Wo das grüne Land zu Ende geht,
Wo das finstere Meer
Die steilen Felsen frisst
Dort liegt Galicien
Nach dem Regen letzte Nacht
Zersplittert das Morgenlicht
Leise klirrend
An den Glasveranden
In denen sich der heisere Schrei der Möwen spiegelt
Viele sind ertrunken
Unter dunklen Wolken
Noch mehr vom Generalissimo ermordet
Oder über den Atlantik hinüber
In öden , grenzenlosen Pampas
Verknoten sie ihr rotes Tuch
Um den heiseren Hals und schlürfen
Den heißen Maté
Während zu Hause im verlorenen Galicien
Ihre verlassenen Weiber
Mit Ärschen wie Felsbrocken
Sich in Hexen verwandeln
Die versuchen einer verregneten Nebelwelt
Mit ein paar Zaubersprüchen und Giftkräutern
Ihre grausamen Geheimnisse zu entlocken
Aber wo der Ginster blüht und die Erika
Steigt doch noch von blauen Schieferdächern
Der Rauch auf und zieht über die
Horreos auf ihren Beinen aus Kastanienholz
Aber dahinter, die rauschenden Kiefernwälder
Sind längst vom schäbigen Eukalyptusgebüsch
Verdrängt, längst
Haben schrottreife Tankschiffe
Mit stinkendem Erdöl
Die indigofarbenen Felstürme versaut
In den tiefen Buchten der Rias
Unter alten Keltendörfern
Atmet keuchend das verdreckte Meer
In Ebbe und Flut
Lässt die weiten Sandbänke trocken fallen
Um sie nach ein paar Stunden
Wieder mit der schäumenden Flut zu überschwemmen
Eine riesige Wasserspülung
Göttlicher Klomuscheln
Göttlicher Entenmuscheln
Von den nassen Felsen gekratzt
Von den bemoosten Fassaden der Kathedralen und den
Verregneten Steinkreuzen gekratzt
Als Wegzehrung für frierende Pilger
Die dem geschmacklosen Ruf der Jakobslüge folgen
Mit Blasen an den wundgelaufenen
Schweißfüßen
Diese Stein gewordenen verschimmelten Lügen
Die uns glauben machen sollen
Die Lüge der Reconquista sei besser
Als die Lüge der Muselmannen
Die nur mehr als Gespenster bei Halbmond
Durch stürmische Nächte geistern
Durch Nächte in denen sogar die Gallegos sich
Hinter ihren Glasveranden verkriechen
In dieser düsteren Ecke Iberiens
Im verzauberten Reich Galicien
Zwischen bitterer Wirklichkeit
Und fantastischen Nebelträumen.
Die verlorene Kamera
Wir haben auf dem Rückflug von Galicien die Fotokamera mitsamt der reichen Beute vieler Bilder verloren.
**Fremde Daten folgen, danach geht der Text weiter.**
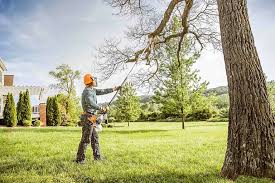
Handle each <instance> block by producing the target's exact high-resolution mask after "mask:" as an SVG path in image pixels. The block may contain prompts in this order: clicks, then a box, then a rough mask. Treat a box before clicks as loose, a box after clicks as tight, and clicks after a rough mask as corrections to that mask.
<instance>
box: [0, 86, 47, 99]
mask: <svg viewBox="0 0 275 183" xmlns="http://www.w3.org/2000/svg"><path fill="white" fill-rule="evenodd" d="M26 90H28V91H29V92H30V95H39V98H40V97H41V95H42V94H43V93H45V92H47V90H48V88H46V87H41V86H1V87H0V95H8V93H12V94H13V95H19V93H20V92H21V91H26Z"/></svg>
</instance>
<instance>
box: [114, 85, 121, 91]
mask: <svg viewBox="0 0 275 183" xmlns="http://www.w3.org/2000/svg"><path fill="white" fill-rule="evenodd" d="M120 89H121V86H115V87H114V88H113V90H114V91H117V90H120Z"/></svg>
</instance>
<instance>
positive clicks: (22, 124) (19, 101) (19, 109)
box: [16, 92, 24, 125]
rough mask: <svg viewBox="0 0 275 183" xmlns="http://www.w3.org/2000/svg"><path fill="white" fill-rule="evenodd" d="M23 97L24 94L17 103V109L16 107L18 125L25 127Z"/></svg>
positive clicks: (20, 95) (20, 94) (21, 94)
mask: <svg viewBox="0 0 275 183" xmlns="http://www.w3.org/2000/svg"><path fill="white" fill-rule="evenodd" d="M23 97H24V92H20V93H19V100H18V102H17V107H16V111H17V121H18V125H23V120H22V111H23V107H24V105H23Z"/></svg>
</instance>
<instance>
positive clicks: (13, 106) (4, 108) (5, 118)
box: [3, 93, 17, 127]
mask: <svg viewBox="0 0 275 183" xmlns="http://www.w3.org/2000/svg"><path fill="white" fill-rule="evenodd" d="M3 117H4V123H5V124H6V125H7V126H9V127H13V126H16V125H17V117H16V108H15V103H14V99H13V95H12V94H10V93H9V94H8V96H7V100H6V104H5V107H4V112H3Z"/></svg>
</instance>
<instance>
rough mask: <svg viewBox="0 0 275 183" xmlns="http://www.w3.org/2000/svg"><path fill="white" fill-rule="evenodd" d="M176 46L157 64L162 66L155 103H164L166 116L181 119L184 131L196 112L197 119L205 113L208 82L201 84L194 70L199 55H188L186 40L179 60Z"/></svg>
mask: <svg viewBox="0 0 275 183" xmlns="http://www.w3.org/2000/svg"><path fill="white" fill-rule="evenodd" d="M176 48H177V46H176V44H170V45H168V46H167V47H166V49H165V50H166V52H165V54H163V55H161V57H160V58H159V60H158V62H159V63H160V64H161V65H162V68H161V69H160V71H159V73H158V78H159V79H160V80H161V82H158V83H157V89H156V93H155V95H156V96H155V101H156V102H157V103H159V104H161V105H162V106H161V111H162V113H163V114H164V116H166V117H181V119H182V120H181V121H182V129H184V122H185V118H186V117H187V115H188V114H191V113H192V111H194V114H197V115H196V116H199V115H198V114H199V113H201V112H202V111H203V110H205V107H206V105H205V100H206V97H204V96H203V94H204V92H205V90H206V86H207V83H201V81H200V78H199V76H198V71H197V70H195V71H193V70H192V66H193V64H194V63H195V62H196V60H197V58H198V57H199V55H198V54H194V55H193V56H189V55H190V54H189V53H190V51H191V50H190V44H189V42H188V41H185V45H184V48H183V51H182V52H181V53H180V58H179V59H178V57H177V51H176ZM203 99H204V100H203Z"/></svg>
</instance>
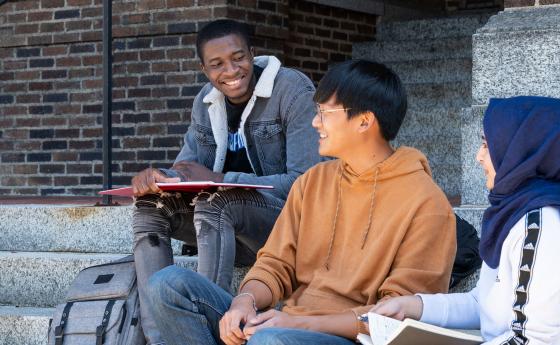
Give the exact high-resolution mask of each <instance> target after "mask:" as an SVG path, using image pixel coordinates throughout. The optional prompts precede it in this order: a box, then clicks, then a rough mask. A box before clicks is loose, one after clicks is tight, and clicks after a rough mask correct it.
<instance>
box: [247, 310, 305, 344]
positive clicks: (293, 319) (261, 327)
mask: <svg viewBox="0 0 560 345" xmlns="http://www.w3.org/2000/svg"><path fill="white" fill-rule="evenodd" d="M300 319H301V317H298V316H293V315H290V314H288V313H284V312H281V311H278V310H275V309H271V310H269V311H266V312H264V313H262V314H259V315H257V316H256V317H254V318H252V319H249V322H248V323H247V324H246V325H245V328H244V329H243V333H244V334H245V337H246V338H247V339H249V338H250V337H251V336H252V335H253V334H255V333H256V332H257V331H258V330H259V329H263V328H270V327H279V328H302V327H301V323H300V322H299V320H300Z"/></svg>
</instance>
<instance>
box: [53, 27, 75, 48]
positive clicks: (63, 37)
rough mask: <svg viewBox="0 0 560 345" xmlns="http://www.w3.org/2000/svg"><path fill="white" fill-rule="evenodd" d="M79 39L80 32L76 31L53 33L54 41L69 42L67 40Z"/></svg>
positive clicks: (74, 41) (65, 42) (68, 40)
mask: <svg viewBox="0 0 560 345" xmlns="http://www.w3.org/2000/svg"><path fill="white" fill-rule="evenodd" d="M60 24H63V23H60ZM79 41H80V33H78V32H73V33H66V34H60V33H58V34H55V35H53V42H54V43H69V42H79Z"/></svg>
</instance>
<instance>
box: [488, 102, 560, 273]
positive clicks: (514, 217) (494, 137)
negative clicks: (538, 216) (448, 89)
mask: <svg viewBox="0 0 560 345" xmlns="http://www.w3.org/2000/svg"><path fill="white" fill-rule="evenodd" d="M483 124H484V135H485V137H486V141H487V143H488V150H489V152H490V159H491V160H492V164H493V165H494V169H495V170H496V178H495V180H494V188H493V189H492V190H491V191H490V194H489V195H488V200H489V201H490V207H489V208H488V209H486V211H485V212H484V216H483V218H482V232H481V238H480V256H481V257H482V259H483V260H484V262H486V264H487V265H488V266H490V267H492V268H496V267H498V265H499V264H500V253H501V251H502V245H503V243H504V240H505V239H506V237H507V235H508V234H509V231H510V230H511V228H512V227H513V226H514V225H515V223H517V222H518V221H519V220H520V219H521V218H523V216H524V215H525V214H526V213H527V212H528V211H531V210H534V209H538V208H541V207H544V206H560V99H555V98H546V97H526V96H524V97H514V98H508V99H491V100H490V104H489V105H488V109H487V110H486V114H485V116H484V121H483ZM558 231H560V229H558Z"/></svg>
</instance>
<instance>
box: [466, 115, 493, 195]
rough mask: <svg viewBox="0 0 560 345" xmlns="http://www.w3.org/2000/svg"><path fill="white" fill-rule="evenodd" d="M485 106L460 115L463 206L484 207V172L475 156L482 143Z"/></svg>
mask: <svg viewBox="0 0 560 345" xmlns="http://www.w3.org/2000/svg"><path fill="white" fill-rule="evenodd" d="M485 110H486V107H485V106H474V107H472V108H466V109H464V111H463V112H462V113H461V117H462V127H461V138H462V139H461V140H462V153H461V154H462V160H463V174H462V187H461V198H462V203H463V205H486V204H487V203H488V200H487V193H488V192H487V188H486V178H485V176H484V171H483V170H482V168H481V167H480V165H479V164H478V162H477V161H476V154H477V152H478V149H479V148H480V144H481V142H482V134H483V131H482V118H483V116H484V111H485Z"/></svg>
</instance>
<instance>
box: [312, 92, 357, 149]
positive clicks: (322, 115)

Nun versuche ich die Enttäuschung darüber durch eine Polemik gegen den öden Spiegelzauber des Fotografierens zu bewältigen.
Wie doch die Meute der Bilderjäger, bewaffnet mit dem fressenden Auge des Objektivs rastlos hinter den Urszenen nachhetzt !! Sonnenuntergänge, Kriegsgreuel, Pornografie, alles verleiben sie sich unersättlich ein.
Man muss nur beobachten, wie sich ihr Blick nach dem Drücken des Auslösers schlagartig vom Motiv abwendet, als hätten sie es vernichtet.
Die optischen Gedächtnisprothesen der Speicherkarten geben uns die trügerische Illusion einer authentischen Verbindung mit den Bildern, die von den realen Dingen gelöst wurden. In Wirklichkeit trennen sie uns jedoch von der lebendigen Erinnerung. Auf den Bilderfriedhöfen der verstaubten Fotoalben, Festplatten oder Filme verrotten die einbalsamierten Augenblicke. Sie verdecken mit ihren toten Abbildern die Lebewesen der Gegenwart.
Also verkriecht euch nur hinter euren Objektiven ihr schamlosen Fotografen. Mit tausend und abertausend Schnappschüssen werdet ihr die Rätsel aus den mondbeschienen Träumen eurer Kindheit doch nicht lösen !
Wenn euch schon längst die Würmer fressen, werden eure vergilbten Fotos auf irgendwelchen Speichern vergeblich nach Unsterblichkeit lechzen.